A basic library for creating Neural Networks

Downloads

7

Readme

whiz

Artificial Neural Networks are used to predict results based on patterns. One such library is whiz.

Caution

It is highly recommended that you install (or update) to the latest version (0.1.3), as there is big bug fix in the training method. Thanks!

Usage

This library can only be used as node package.

npm install whiz

You could choose to use this package with either node.js or io.js.

Creating an Object

You should create an object with required arguments to use the Neural Network.
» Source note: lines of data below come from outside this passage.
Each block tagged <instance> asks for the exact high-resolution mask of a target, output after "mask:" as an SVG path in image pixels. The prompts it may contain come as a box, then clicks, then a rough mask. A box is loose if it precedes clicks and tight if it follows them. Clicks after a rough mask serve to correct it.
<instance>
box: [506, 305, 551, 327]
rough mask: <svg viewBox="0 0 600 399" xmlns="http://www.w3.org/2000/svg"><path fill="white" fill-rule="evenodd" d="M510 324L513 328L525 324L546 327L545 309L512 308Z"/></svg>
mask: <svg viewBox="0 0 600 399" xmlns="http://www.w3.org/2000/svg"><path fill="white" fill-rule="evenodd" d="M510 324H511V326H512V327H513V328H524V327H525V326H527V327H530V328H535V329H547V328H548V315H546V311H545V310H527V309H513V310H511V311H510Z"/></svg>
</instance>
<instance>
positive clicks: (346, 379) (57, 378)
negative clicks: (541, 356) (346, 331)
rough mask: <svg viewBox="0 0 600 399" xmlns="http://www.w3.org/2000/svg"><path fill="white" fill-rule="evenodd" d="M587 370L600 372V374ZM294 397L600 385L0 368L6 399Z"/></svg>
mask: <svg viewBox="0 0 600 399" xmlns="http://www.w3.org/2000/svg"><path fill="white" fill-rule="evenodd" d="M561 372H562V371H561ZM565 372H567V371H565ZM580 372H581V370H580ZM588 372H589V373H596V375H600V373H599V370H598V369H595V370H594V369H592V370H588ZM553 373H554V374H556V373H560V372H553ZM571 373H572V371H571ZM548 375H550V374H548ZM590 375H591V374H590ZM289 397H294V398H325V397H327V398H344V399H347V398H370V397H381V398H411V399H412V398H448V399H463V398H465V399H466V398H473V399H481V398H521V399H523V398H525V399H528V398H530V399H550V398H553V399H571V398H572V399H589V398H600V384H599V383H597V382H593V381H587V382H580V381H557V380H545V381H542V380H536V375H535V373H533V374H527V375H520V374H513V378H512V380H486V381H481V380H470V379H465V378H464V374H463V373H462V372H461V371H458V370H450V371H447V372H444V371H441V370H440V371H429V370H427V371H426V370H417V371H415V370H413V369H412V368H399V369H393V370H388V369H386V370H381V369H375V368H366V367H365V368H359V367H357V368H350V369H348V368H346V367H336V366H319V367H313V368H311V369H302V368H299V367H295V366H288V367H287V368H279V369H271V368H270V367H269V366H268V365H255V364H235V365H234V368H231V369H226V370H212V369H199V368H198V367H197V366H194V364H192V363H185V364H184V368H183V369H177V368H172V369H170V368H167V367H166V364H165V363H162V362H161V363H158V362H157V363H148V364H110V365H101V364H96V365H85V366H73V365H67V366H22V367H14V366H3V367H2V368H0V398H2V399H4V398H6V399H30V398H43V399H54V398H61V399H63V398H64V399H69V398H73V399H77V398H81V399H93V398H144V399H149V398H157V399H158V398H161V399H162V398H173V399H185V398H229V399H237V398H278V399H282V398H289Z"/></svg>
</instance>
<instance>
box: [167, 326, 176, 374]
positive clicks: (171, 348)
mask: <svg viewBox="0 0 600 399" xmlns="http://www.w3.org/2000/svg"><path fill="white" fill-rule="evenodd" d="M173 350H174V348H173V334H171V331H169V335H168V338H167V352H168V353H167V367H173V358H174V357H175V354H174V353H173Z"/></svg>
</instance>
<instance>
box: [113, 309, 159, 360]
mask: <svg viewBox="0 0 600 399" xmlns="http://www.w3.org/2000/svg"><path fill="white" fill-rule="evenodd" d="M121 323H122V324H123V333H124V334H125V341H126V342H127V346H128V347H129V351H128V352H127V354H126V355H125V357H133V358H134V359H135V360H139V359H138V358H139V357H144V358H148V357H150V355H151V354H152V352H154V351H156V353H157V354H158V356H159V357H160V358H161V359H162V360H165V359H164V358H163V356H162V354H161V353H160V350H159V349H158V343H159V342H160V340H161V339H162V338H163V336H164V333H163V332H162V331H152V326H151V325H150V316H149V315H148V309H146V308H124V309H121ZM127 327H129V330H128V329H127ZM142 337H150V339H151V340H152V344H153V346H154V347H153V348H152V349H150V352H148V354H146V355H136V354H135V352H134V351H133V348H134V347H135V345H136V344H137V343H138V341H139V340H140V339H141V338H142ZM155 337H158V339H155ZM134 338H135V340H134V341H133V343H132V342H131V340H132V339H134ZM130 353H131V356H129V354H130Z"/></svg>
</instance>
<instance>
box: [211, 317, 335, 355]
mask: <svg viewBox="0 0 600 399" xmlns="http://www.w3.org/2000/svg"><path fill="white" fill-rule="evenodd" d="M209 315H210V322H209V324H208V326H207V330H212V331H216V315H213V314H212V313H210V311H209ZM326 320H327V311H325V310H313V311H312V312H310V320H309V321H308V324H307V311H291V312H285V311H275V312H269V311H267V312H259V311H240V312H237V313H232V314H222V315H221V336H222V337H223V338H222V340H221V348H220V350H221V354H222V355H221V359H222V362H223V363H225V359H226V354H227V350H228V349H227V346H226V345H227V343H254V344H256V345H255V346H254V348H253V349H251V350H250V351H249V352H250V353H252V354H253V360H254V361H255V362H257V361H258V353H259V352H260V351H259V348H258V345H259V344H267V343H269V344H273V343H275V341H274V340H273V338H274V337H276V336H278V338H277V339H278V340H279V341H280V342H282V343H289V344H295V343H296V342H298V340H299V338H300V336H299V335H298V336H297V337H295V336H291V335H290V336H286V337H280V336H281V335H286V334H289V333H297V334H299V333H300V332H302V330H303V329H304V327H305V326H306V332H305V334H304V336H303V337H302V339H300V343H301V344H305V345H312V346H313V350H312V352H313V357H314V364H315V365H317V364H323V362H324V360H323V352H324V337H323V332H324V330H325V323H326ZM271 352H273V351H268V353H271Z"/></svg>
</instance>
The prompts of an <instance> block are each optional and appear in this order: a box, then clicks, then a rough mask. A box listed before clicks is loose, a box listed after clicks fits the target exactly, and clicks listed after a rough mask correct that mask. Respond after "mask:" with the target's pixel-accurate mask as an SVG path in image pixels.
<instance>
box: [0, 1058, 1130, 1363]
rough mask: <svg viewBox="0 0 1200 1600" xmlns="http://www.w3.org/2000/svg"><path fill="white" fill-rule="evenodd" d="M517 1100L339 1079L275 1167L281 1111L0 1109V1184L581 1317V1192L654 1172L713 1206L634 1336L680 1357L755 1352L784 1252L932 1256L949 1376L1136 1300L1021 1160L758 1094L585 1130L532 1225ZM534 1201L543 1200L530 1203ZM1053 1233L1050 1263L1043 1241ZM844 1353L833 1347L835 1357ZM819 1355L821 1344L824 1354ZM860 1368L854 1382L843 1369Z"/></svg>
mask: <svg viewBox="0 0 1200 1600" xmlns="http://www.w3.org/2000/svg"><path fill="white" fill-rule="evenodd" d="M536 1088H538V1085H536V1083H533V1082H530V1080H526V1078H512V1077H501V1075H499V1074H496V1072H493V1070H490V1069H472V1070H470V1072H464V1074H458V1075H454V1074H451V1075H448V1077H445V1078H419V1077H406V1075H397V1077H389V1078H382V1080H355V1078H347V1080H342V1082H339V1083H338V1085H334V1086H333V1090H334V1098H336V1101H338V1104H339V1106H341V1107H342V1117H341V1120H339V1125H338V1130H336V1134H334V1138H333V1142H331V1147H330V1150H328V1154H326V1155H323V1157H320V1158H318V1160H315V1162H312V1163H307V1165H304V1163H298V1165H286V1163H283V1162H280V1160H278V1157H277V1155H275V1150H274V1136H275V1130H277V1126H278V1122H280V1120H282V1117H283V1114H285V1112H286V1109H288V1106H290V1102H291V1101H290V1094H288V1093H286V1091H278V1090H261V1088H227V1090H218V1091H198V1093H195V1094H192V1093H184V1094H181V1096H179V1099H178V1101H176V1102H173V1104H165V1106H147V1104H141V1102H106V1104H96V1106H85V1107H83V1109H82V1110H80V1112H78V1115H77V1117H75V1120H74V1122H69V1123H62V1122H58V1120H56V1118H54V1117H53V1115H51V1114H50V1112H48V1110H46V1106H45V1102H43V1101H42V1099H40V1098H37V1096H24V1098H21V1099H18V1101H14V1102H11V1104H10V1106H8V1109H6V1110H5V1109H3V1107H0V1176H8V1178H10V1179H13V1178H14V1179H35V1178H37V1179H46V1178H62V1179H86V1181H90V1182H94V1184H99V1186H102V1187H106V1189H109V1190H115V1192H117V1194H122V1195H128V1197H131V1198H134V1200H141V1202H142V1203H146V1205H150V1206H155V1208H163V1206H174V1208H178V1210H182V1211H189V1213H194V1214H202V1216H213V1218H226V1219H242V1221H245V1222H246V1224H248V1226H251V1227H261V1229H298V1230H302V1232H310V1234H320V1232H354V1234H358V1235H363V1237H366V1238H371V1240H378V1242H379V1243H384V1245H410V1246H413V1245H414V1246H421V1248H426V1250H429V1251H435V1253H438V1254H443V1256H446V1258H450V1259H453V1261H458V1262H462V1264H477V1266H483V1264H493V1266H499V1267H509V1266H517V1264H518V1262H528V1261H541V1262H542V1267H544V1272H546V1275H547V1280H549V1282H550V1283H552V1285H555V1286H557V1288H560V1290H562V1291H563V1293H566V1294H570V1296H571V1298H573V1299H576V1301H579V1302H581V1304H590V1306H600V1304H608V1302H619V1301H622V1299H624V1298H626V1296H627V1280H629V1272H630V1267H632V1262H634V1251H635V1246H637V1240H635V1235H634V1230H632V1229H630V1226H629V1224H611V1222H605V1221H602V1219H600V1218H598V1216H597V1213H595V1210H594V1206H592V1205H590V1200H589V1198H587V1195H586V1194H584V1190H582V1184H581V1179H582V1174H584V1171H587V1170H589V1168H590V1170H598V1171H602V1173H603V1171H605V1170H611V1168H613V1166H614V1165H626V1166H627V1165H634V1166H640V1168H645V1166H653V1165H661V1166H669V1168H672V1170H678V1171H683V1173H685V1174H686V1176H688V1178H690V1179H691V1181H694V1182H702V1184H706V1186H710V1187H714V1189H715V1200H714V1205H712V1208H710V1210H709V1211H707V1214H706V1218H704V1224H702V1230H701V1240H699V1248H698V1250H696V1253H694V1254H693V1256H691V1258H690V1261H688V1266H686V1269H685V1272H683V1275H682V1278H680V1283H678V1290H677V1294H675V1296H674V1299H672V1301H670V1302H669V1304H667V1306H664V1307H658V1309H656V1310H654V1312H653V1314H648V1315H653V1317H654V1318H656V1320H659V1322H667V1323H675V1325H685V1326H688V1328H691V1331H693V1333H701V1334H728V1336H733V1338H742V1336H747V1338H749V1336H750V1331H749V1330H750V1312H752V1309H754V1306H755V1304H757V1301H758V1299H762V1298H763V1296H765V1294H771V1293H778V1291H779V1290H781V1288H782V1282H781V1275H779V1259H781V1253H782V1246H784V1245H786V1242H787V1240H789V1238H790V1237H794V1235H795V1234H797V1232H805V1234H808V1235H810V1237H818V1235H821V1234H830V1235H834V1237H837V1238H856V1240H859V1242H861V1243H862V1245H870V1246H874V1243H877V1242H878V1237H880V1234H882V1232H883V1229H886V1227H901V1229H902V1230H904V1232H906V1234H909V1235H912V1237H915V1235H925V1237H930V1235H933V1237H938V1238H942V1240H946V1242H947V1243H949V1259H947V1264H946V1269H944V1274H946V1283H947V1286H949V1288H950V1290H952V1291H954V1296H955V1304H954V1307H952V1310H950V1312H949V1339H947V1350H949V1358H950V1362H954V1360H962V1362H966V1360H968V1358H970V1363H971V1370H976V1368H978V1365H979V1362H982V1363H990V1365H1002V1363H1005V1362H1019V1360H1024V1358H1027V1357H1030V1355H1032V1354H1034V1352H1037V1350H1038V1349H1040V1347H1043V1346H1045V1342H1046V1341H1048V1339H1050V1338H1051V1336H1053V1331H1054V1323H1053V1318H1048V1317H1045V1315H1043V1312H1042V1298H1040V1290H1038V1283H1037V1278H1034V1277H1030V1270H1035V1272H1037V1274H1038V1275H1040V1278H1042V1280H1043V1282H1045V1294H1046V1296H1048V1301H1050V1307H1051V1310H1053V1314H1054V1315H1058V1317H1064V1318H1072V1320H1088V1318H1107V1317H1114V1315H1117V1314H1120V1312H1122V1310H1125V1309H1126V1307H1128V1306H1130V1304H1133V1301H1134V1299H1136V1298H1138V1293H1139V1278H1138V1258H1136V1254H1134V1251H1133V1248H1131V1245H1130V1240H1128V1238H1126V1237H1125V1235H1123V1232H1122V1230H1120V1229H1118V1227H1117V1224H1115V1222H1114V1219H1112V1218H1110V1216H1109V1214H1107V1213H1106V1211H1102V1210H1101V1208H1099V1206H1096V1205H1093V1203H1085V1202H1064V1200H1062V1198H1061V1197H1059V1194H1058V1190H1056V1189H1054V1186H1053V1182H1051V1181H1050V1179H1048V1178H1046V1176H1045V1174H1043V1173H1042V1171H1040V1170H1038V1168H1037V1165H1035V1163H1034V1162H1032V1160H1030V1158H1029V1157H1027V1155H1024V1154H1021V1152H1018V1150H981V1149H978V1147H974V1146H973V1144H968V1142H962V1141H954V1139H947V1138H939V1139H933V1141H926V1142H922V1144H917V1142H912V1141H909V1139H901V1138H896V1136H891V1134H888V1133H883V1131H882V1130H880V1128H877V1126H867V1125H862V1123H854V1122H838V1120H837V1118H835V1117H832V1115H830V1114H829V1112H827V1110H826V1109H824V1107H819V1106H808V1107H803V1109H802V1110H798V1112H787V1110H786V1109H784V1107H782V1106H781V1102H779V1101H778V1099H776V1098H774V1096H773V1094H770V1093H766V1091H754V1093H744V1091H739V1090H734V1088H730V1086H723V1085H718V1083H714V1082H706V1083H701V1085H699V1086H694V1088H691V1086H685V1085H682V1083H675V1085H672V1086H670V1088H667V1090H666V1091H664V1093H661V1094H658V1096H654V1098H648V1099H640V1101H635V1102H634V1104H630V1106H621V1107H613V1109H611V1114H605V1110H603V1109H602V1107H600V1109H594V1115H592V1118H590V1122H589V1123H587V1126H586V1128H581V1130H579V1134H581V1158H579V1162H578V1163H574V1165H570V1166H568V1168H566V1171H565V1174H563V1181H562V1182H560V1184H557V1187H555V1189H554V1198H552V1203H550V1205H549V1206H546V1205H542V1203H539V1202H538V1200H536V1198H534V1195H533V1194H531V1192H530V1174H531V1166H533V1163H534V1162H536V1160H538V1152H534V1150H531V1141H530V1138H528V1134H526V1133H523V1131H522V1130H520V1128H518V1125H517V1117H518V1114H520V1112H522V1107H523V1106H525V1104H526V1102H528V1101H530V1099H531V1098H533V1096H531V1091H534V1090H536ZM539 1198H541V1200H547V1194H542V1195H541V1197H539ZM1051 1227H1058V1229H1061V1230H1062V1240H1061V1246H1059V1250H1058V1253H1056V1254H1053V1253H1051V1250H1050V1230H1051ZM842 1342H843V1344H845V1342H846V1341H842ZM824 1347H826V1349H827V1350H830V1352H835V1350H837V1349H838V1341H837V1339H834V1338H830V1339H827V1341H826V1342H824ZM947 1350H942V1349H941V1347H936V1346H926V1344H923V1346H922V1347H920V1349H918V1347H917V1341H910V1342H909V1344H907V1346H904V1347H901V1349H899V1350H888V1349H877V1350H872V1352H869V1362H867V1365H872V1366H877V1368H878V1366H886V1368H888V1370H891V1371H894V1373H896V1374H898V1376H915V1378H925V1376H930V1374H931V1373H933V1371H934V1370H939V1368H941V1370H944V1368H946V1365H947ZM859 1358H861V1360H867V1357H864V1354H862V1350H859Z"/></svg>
var whiz = require('whiz');

var net = new whiz.NeuralNetwork(2,3,1);

The function takes 3 arguments, number of inputNodes, hiddenNodes & outputNodes.

Training the Neural Network

To train the neural network, use the following code snippet.

net.train([{input: [0, 0], output: [0]},
          {input: [0, 1], output: [1]},
          {input: [1, 0], output: [1]},
          {input: [1, 1], output: [0]}]);

Here, the neural network is trained with XOR inputs. Note that the number of input nodes & output nodes given during training should match with numbers given during the creation of the object. This method returns the output predicted at the end of training, which can be logged using console.log();.

Testing the Neural Network

After training the neural network sufficiently, we can classify the unclassified inputs by,

net.test([{input: [0, 1]}]);

This method also returns the output predicted, which can be logged using console.log();.

console.log(net.test([{input: [0, 1]}]));

Optional Methods

Set Learning Rate

This method is used to set the learning rate of the neural network. It can be accessed by,

net.setLearningRate(0.5);

Get Learning Rate

This method is used to get the learning rate of the neural network. It can be accessed by,

net.getLearningRate();

This method return the learningRate, which can also be logged using console.log();.

Changelog

0.1.3: Fixed errors with training. Now, the neural network predicts more accurately.